National Transportation Safety Board member Robert Sumwalt told reporters at a press briefing yesterday that the driver of the train told investigators that he felt completely well before the accident.
"He said that he did not feel fatigued, nor did he report any illness," Sumwalt said, appearing to rule out a medical episode as the cause of the accident.
The train's 32-year-old driver noted nothing out of the ordinary during the trip, describing a very routine course of events leading up to the disaster.
He said the engineer is a longtime employee of Amtrak with years of experience at the controls of the train that travelled along the corridor - the busiest route for the US railway.
The engineer, identified by US media as 32-year-old Brandon Bostian, started working with Amtrak in 2006 as a conductor, and became an engineer in 2010.
"Since 2012, he has worked out of New York City. And he's been on this particular job for several weeks," said Sumwalt.

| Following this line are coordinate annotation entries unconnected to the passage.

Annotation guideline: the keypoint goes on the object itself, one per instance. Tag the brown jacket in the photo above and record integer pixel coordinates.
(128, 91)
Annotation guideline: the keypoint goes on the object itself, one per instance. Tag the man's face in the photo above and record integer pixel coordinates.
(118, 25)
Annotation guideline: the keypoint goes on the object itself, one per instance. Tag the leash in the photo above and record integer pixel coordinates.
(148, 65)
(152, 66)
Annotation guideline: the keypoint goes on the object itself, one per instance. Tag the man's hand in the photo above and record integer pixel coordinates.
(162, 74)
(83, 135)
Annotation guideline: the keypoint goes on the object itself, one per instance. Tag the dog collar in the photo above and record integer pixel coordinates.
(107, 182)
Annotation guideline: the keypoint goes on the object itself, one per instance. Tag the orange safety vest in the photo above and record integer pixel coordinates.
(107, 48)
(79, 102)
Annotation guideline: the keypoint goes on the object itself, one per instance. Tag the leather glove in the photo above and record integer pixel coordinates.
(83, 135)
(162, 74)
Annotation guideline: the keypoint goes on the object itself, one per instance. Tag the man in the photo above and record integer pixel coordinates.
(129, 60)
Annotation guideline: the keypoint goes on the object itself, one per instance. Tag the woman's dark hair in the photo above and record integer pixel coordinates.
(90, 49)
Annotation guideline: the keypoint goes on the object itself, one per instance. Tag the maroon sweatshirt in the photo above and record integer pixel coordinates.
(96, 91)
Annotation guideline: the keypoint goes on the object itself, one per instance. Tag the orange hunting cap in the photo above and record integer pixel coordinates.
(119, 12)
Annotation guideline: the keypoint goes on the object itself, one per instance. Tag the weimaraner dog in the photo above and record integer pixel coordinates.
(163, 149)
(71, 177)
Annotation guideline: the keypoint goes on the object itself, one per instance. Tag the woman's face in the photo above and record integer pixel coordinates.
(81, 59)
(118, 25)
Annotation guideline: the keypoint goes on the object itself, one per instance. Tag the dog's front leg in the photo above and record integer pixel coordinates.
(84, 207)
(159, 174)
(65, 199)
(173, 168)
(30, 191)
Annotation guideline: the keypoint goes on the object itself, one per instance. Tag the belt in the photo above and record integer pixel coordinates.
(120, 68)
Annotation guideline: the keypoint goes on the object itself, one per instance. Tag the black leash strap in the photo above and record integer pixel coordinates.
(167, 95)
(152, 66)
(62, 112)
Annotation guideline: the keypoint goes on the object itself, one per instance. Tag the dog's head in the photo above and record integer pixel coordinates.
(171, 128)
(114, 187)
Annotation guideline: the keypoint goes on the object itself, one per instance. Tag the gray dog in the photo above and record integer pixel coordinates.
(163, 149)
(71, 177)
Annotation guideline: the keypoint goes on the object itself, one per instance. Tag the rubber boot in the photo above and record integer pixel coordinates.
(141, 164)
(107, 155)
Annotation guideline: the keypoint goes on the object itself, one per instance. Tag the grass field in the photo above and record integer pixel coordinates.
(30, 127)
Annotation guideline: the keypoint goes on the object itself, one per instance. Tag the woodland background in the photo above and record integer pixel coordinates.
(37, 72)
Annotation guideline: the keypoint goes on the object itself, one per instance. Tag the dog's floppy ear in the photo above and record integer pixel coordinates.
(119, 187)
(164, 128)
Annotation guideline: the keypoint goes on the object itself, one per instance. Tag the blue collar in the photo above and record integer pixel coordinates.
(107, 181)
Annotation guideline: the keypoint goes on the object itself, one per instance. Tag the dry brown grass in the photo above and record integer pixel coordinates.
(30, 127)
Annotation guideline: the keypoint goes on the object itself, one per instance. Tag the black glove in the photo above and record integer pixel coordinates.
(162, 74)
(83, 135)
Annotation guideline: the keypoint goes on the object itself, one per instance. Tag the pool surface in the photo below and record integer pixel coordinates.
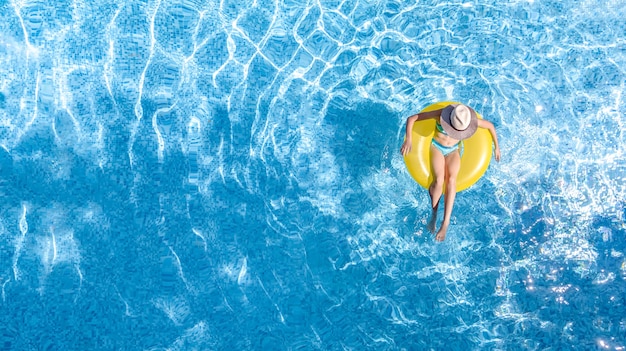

He added that routine drug and alcohol testing were performed on the engineer by Amtrak, as is always the case following an accident.
"We're waiting on the results of those tests," the NTSB official said.
The federal transportation agency is leading the investigation into the cause of the crash, one of the worst in years involving a US passenger train.
Amtrak Train 188 was travelling from Washington to New York when it crashed as it entered a curve while moving at a little over 160 kilometres per hour - more than twice the 50 mph speed limit, according to investigators.
Eight of the train's 243 passenger and crew were killed and dozens injured in the crash that saw some train cars overturned others reduced to heaps of twisted metal.